その様子を見ていた僕は、やおら書状に筆を走らせた。
「この紙を、ヤムに届けて。お願い」
『あいよー』
風の精霊が、紙を持って、外に出て行く。
『……。リョウシュサマからの伝言デス。リョウシュサマは、あなたが、当初売るつもりだった価格で商品を買い取る用意があるとおっしゃっていマス』
ヤムが僕から届けられた紙をシャーレに見せつけつつ言う。
『マジか? ふむふむ……。確かにあいつのサインだな。そういうことならしゃーねえなあ! 金貨58枚だ!』
シャーレが態度を一変させて、うきうきで叫んだ。
『え? 私には、金貨30枚で売るって言ってなかった?』
マリーが愕然と目を見開く。
『あの夜の時点ではそのつもりだったぞ。物価っていうのは日々変動するもんなんだよ。お客さん』
シャーレが意地悪くにやりと笑って言う。
『それにしても、ぼったくりがひどいわねえ。そんなに儲かるなら、もうちょっと買値に色をつけてくれてもいいんじゃない?』
マリーが不機嫌そうに問いかける。
『いや。あの時、お客さんはあの値段で納得したんだろ? ちゃんと契約書も交わしたし、今更どうこう言われても困るぜ。お客さん。言っとくがな、オレんとこは他のとこに比べりゃ随分良心的な買取価格だぞ?』
シャーレは素知らぬ顔で肩をすくめた。
『どうだか。私たち冒険者がどれだけのリスクを背負って、それを取ってきたか、考慮して欲しいものだわ』
『それを言ったら、オレだって損するリスクを背負ってるんだがな。モンスターに殺されるのと、破産して一文無しで飢え死ぬのと、何が違うって言うんだ?』
シャーレが吐き捨てるように言う。
『あなたたち商人はそう言って、私たちの血と汗を、二束三文で奪っていくんだわ! もし、あなたたちがまともだったら、あの人も今頃――返して! 返しなさいよ!』
瞬間、マリーが豹変し、血走った目でペンダントに手を伸ばす。
『ざけんな! 死んでも商品は渡さねえ!』
シャーレが鬼のような形相で、しゃにむにマリーの右腕に噛みついた。
『くっ! なら、殺してやる!』
マリーがシャーレを押し倒し、その首に左腕をかける。
僕には、二人とも完全に錯乱しているように見えた。
(これは、力づくでも止めた方がいいかな?)
『呪いの発動を確認しまシタ。対処を始めマス。――『嫉妬』は私が、『欲望』と『怒り』はあなたたちで処理してくだサイ』
僕が精霊に指示を下そうとした瞬間、冷静にその様子を観察していたヤムが、助手の二人にテキパキと指示を下す。

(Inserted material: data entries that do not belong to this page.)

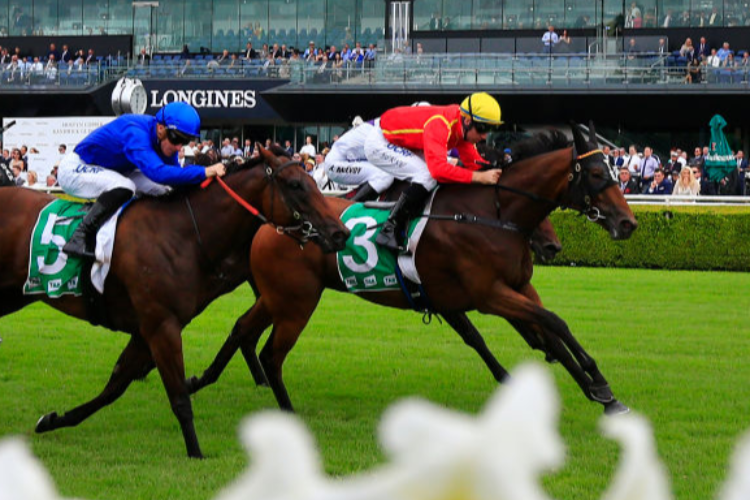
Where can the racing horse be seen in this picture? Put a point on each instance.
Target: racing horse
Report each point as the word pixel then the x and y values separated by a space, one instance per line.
pixel 172 257
pixel 484 266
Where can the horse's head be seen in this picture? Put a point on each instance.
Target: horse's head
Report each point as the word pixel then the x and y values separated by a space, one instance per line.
pixel 544 241
pixel 295 200
pixel 594 188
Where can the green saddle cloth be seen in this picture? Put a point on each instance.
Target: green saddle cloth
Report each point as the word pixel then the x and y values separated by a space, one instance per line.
pixel 365 266
pixel 50 270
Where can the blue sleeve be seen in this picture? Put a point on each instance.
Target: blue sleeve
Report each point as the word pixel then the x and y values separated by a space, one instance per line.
pixel 140 152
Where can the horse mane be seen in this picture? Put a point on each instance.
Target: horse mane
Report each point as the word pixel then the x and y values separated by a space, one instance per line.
pixel 540 143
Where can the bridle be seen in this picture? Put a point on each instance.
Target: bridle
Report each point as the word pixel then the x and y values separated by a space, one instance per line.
pixel 580 188
pixel 301 233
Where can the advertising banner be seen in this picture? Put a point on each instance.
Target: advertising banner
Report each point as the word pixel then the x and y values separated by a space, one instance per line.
pixel 43 137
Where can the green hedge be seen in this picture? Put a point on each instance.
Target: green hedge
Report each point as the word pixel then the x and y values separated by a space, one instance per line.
pixel 697 237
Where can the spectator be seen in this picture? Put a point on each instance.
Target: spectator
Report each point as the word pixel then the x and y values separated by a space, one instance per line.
pixel 649 165
pixel 564 42
pixel 226 148
pixel 702 51
pixel 90 59
pixel 634 163
pixel 308 148
pixel 223 59
pixel 687 183
pixel 370 55
pixel 724 52
pixel 250 52
pixel 31 179
pixel 626 183
pixel 742 171
pixel 693 74
pixel 50 69
pixel 635 17
pixel 660 184
pixel 236 149
pixel 687 50
pixel 550 39
pixel 37 68
pixel 53 52
pixel 707 187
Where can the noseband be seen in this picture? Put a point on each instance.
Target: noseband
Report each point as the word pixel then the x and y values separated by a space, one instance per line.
pixel 305 227
pixel 582 191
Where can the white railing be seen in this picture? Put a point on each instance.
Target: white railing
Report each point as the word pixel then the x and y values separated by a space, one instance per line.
pixel 670 200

数秒もしない内に、シャーレとマリーはお互いに身体をぱっと離した。
『――ご、ごめんなさい。わ、わたし、そんなつもりじゃ』
マリーは自分自身が信じられないと言ったような顔で、己の手の平を見つめる。
『いや。オレの方こそ、暴力に訴えるなんて商人のやり方じゃねえのに』
シャーレが、忌々しそうに口を自身の腕で拭う。
『呪いとは抗えないものデス――ともかく、お二人ともご協力ありがとうございまシタ。おかげで、呪いの発症の鍵がおおよそ、特定できたと思いマス』
ヤムは満足げに呟いて、二人に向かってそう頷きかけた。